La Loi organique de protection de la sécurité publique : une menace pour les libertés publiques en Espagne

Communiqué commun FIDH-REMDH-OMCT

Le Réseau euro-méditerranéen des droits de l’Homme (REMDH), l’Organisation mondiale contre la torture (OMCT) et la Fédération internationale des Ligues des droits de l’Homme (FIDH), déplorent l’adoption hier, 11 décembre, du projet de Loi organique de protection de la sécurité publique en séance plénière du Congrès des députés. Nos trois organisations dénoncent les restrictions croissantes du droit de manifestation en Espagne.

Cette loi, également appelée « loi bâillon », a été votée le 25 novembre dernier par la Commission des Affaires intérieures du Congrès des députés, sans modifier le texte de manière substantive afin de protéger les droits des citoyens aux libertés d’expression et de réunion pacifique. En dépit du rejet de tous les partis de l’opposition, des organisations de la société civile dénonçant la menace directe que la loi fait peser sur les droits de réunion pacifique, et de 82 % de l’opinion publique espagnole d’après de récents sondages, cette loi a pourtant été adoptée le lendemain même de la Journée internationale des droits de l’Homme, et entrera en vigueur d’ici la fin de cette année.

Sous le prétexte d’améliorer la sécurité citoyenne, la Loi organique de protection de la sécurité publique établit un arsenal de sanctions administratives parfois très lourdes visant à dissuader les citoyens et citoyennes d’exprimer leurs critiques par des manifestations publiques. Cette loi vise notamment à criminaliser des formes d’action collective et d’expression nouvelles qui se sont développées ces dernières années, y compris les escraches (« manifestations de dénonciation publique »), les sit-in, campements sur les places publiques, « encerclements » pacifiques des parlements, et les « concerts de casseroles ».

Entre autres, il est particulièrement alarmant que soit passibles d’amendes l’organisation de réunions publiques et de manifestations qui n’ont pas rempli les conditions de déclaration préalable, y compris les rassemblements spontanés pour lesquels la notification s’est avérée impossible. Le caractère pacifique des manifestations n’est nullement pris en compte. Les rassemblements pacifiques dans les environs du Congrès, Sénat ou des assemblées législatives des Communautés autonomes, si elles provoquent de graves perturbations de la sécurité publique, sont considérés comme une « infraction grave » punie par une amende pouvant aller jusqu’à 30.000 euros. L’utilisation « non autorisée » d’images des autorités ou des membres des forces de sécurité est également considérée comme une « infraction grave », ce qui pourrait entraver la documentation d’abus des forces de l’ordre et renforcer l’impunité dont celles-ci bénéficient.

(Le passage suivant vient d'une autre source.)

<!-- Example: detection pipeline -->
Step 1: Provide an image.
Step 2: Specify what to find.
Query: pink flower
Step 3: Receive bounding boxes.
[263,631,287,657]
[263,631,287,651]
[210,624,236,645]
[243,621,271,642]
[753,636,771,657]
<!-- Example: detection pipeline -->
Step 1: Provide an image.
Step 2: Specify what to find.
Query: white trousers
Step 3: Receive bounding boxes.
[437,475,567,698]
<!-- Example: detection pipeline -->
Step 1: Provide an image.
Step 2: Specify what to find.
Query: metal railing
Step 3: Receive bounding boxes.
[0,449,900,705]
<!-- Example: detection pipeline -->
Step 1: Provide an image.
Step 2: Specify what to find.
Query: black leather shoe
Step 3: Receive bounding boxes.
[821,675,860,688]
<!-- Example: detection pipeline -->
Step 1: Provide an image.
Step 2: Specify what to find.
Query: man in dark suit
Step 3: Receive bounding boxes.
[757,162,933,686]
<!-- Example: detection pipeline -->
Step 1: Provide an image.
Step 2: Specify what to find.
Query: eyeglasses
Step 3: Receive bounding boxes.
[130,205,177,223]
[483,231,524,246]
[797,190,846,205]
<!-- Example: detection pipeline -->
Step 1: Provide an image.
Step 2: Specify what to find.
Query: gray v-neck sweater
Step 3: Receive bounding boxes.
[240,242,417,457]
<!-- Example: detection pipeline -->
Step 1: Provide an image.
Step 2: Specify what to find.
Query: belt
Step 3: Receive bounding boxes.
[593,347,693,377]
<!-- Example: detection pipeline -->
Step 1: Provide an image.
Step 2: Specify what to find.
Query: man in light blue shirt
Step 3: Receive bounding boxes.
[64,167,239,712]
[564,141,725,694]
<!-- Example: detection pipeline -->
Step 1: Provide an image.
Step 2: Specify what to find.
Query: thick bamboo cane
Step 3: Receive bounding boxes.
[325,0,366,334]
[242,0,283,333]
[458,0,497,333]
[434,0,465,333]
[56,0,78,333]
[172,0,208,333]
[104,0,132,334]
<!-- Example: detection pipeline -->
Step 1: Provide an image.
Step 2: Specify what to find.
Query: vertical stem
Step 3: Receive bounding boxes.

Le REMDH, l’OMCT et la FIDH dénoncent également la légalisation par un amendement présenté à la dernière minute par le gouvernement des « expulsions à chaud », pratique à Ceuta et Melilla qui consiste à renvoyer immédiatement vers le Maroc les migrants qui ont réussi à franchir la frontière et nos organisations considèrent que cette nouvelle disposition législative  viole le droit d’asile et le principe de non-refoulement.  De plus, cet amendement crée des sévères risques de torture et mauvais traitements à l’encontre des migrants car ils seraient alors privés de la possibilité de présenter une demande en cas d’abus des forces de l’ordre.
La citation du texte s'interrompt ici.